Election 2020 John Hickenlooper

Democratic presidential candidate former Colorado Gov. John Hickenlooper speaks at the Presidential Gun Sense Forum, Saturday, Aug. 10, 2019, in Des Moines, Iowa. (AP Photo/Charlie Neibergall)

Miller Hudson

Miller Hudson

The Biblical tale of the prodigal son highlights sibling resentments following the wanderer’s reappearance. Colorado Democrats will soon face their own rocking of emotional boats amidst family waters. While there is no paternal scion clutching a coat of many colors for John Hickenlooper’s prospective U. S. Senate campaign, the desire of the party’s faithful to dispatch Cory Gardner to the joys of private life on the Eastern Plains dominates internal political conversations.

Alas, a dozen candidates are already vying for this opportunity to expedite the senator’s early retirement. Only the most recent entrant to the race, state Sen. Angela Williams of Denver, has spoken disparagingly of our former governor’s potential candidacy, endorsing his repeated self-assessment that he isn’t really cut out for legislative office.

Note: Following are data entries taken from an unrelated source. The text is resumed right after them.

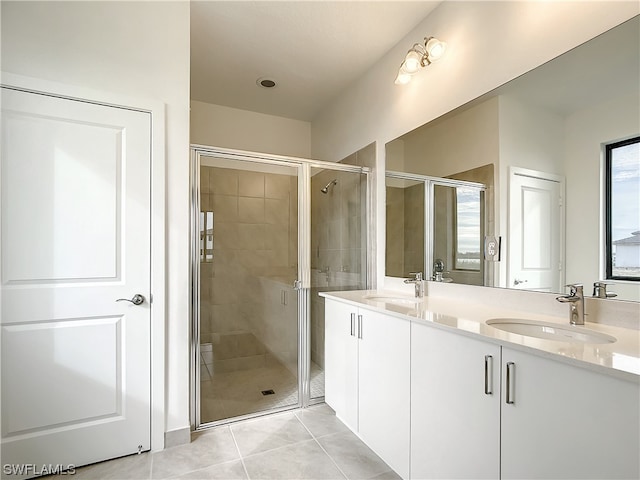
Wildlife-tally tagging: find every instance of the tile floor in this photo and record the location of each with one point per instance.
(231, 394)
(301, 444)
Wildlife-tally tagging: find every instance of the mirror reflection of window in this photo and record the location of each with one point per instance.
(468, 232)
(623, 209)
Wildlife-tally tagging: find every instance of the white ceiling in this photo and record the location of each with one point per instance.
(313, 49)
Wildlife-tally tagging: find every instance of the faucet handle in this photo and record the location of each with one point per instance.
(600, 290)
(417, 275)
(575, 288)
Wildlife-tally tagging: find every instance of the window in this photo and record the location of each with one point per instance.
(622, 213)
(468, 232)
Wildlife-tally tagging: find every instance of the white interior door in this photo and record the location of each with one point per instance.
(535, 231)
(75, 238)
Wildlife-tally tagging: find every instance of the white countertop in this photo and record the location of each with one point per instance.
(620, 358)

The leading Democratic fundraiser to date, former Denver state Sen. Mike Johnston, evidenced his knack for never missing an opportunity to miss an opportunity by effulgently praising Hickenlooper’s service to Colorado voters. Yet, as prime sponsor of the gun control measures approved by the legislature following the Aurora theater shooting, he was best positioned to point out that the governor’s chest thumping embrace of reasonable gun controls during his recently concluded presidential campaign failed to match his words at the time. When Colorado’s sheriffs filed a lawsuit, since dismissed by the courts, to overturn Johnston’s gun-control measures, Hickenlooper apologized to them for “poor staffing” in his office that persuaded him to sign these bills once they reached his desk. Colorado gun control advocates have not forgotten this lapse in commitment.

There is also reason to suspect the 61% support for his senate candidacy reported in a recent poll of active Democrats represents a ceiling, rather than a floor, to his support. Unfortunately, politics often proves a cruel and unforgiving business. With no provision in Colorado law for a runoff, Hickenlooper is virtually guaranteed nomination should he jump into the Senate race. His dozen opponents can probably trim his current support by a third, yet 40% will assure a plurality victory if the remaining 60% of primary votes are distributed among 10 or more rivals.

It may even be questionable whether Hickenlooper’s centrist message is attuned to increasingly liberal sentiments embraced by Colorado Democrats. Just as Democrats attest they want a presidential candidate who can and will defeat Donald Trump in 2020, above all other considerations, Colorado Democrats share a similar intensity regarding the state’s impending Senate election. As long as John Hickenlooper appears the strongest general election opponent against Cory Gardner, most partisans will gravitate to his campaign.

Perhaps the biggest loser in this turn of events is former House Speaker Andrew Romanoff. While some candidates are blessed with good fortune, John Hickenlooper certainly among them, others seem to step off the curb just as the bus whistles past. Following several electoral bruisings, Romanoff seems more mature, more thoughtful and more attuned to voter concerns than ever before. His newfound wisdom may prove for naught.

It’s unlikely the Democratic field will clear for Hickenlooper the way it did for Ken Salazar’s Senate candidacy in 2004, but it will, nonetheless, thin out rapidly. Money will grow harder to raise. Doors will close. Invitations will fail to arrive. That’s politics. And, yes, it’s also unfair. But, as Jimmy Carter frequently observed, “Life isn’t fair.” There may be some small consolation in the fact that Hick will turn 70 during his first year in the Senate. A second term could prove tricky when Millennials tire of waiting for generational change.

Last winter I speculated the Hickenlooper presidential show would run no more than 120 days. Almost exactly four months later many of its campaign staff quit, urging the candidate to return to Colorado and run for Gardner’s Senate seat. While the campaign lingered for another six weeks, occasionally twitching like a rattlesnake after its head is cut off, it was apparent Hick simply wasn’t prepared for the national stage. Like a lot of triple-AAA ballplayers, he wasn’t ready for the “Bigs.” Nothing to be embarrassed in that. Not to have tried would have been an even more embarrassing failure of nerve. Coupled with my prediction of futility I wrote, “Fortunately, this will preserve more than enough time for Hick to switch gears and return home to jump into Colorado’s 2020 U. S. Senate contest.”

Returning from Iowa he will not encounter a “Gate of No Return” across I-76 at the Nebraska border. Welcome home, John!